This collection bubbles along in great high spirits, kicking
off with a joyous suite from Noel Gay’s musical Me
and My Girl. The Gershwin influence is obvious and the tunes
will set toes a-tapping. Set in the London of the 1930s, the
show opened in the West End in 1937 and was revived in the 1980s.
Me and My Girl is best remembered for its tune, ‘The
Lambeth Walk’.
Eric Coates, known as ‘The Uncrowned King of Light Music’
was indelibly associated with London and the City inspired so
much of his music. Two of his London cameos from his first London
Suite are included: The stirring ‘Knightsbridge’
March which introduced the very many In Town Tonight
programmes and the bustling ‘Covent Garden’ with
its haunting ‘Cherry Ripe’ motif. Both pieces are
taken at lively tempi just as Eric Coates, himself, would have
wished.
Another haunting melody associated with London’s Westminster
district is Robert Farnon’s Westminster Waltz with
Iain Sutherland’s reading, gaily romantic. So too is his
interpretation of Wally Stott’s cheery trot through Rotten
Row. Sir Arthur Sullivan’s Yeoman of the Guard
Overture receives all due pomp and ironic wit as the music reminds
us of the Tower of London.
Clive Richardson’s London Fantasia scored for piano
and orchestra has all the trimmings of the 1940s - the music
is meant to be reminiscent of the wartime Blitz - and is an
uninhibited romantic concoction influenced by Hollywood and
British war film scores such as those for Love Story
and Dangerous Moonlight (The Warsaw Concerto).
As an antidote we have a comic take-off of Stanley Holloway’s
cheeky ‘Get Me to the Church on Time’ from My
Fair Lady. Then serenity descends with Vaughan Williams’
beautiful arrangement of the traditional air, Greensleeves.
Handel’s Water Music Prelude returns to the pomp
of the Royal Court.
Alan Abbott’s take on the old nursery tune London Bridge
is Falling Down bustles along cheerily until slower tempi
introduce a note of romantic nostalgia.
Sir Edward German’s light music has been unjustly neglected
until recent times and it is good to have a recording of his
sunny, vivacious and grandly patriotic Four Dances from Merrie
England. Welcome, too, are Roger Quilter’s sophisticated
Three English Dances. Charming and vivacious, these are
dances associated with happy Mayfair evenings.
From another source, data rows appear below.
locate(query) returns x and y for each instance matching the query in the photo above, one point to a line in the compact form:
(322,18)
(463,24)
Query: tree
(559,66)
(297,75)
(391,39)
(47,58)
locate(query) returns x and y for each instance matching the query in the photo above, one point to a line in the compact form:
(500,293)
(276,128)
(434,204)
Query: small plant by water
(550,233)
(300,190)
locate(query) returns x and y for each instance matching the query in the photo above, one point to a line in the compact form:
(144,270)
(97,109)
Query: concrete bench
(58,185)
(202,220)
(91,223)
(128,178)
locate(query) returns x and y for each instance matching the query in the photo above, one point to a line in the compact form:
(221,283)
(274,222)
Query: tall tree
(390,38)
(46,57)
Ronald Binge’s Elizabethan Serenade is probably
one of the best-known and best-loved pieces of light music and
the Philharmonic Concert Orchestra players clearly love its
intricate cross-rhythms. The concert closes with another Elizabethan
influence, Erich Wolfgang Korngold’s music for the Errol
Flynn 1940 swashbuckler The Sea Hawk. Here we have an
extended treatment of the film’s Main Title with
Iain Sutherland pulling out all the zestful and romantic stops.
A rousing performance this; to be compared well with any presently
on disc.
Sparkling performances of some of the cream of light music.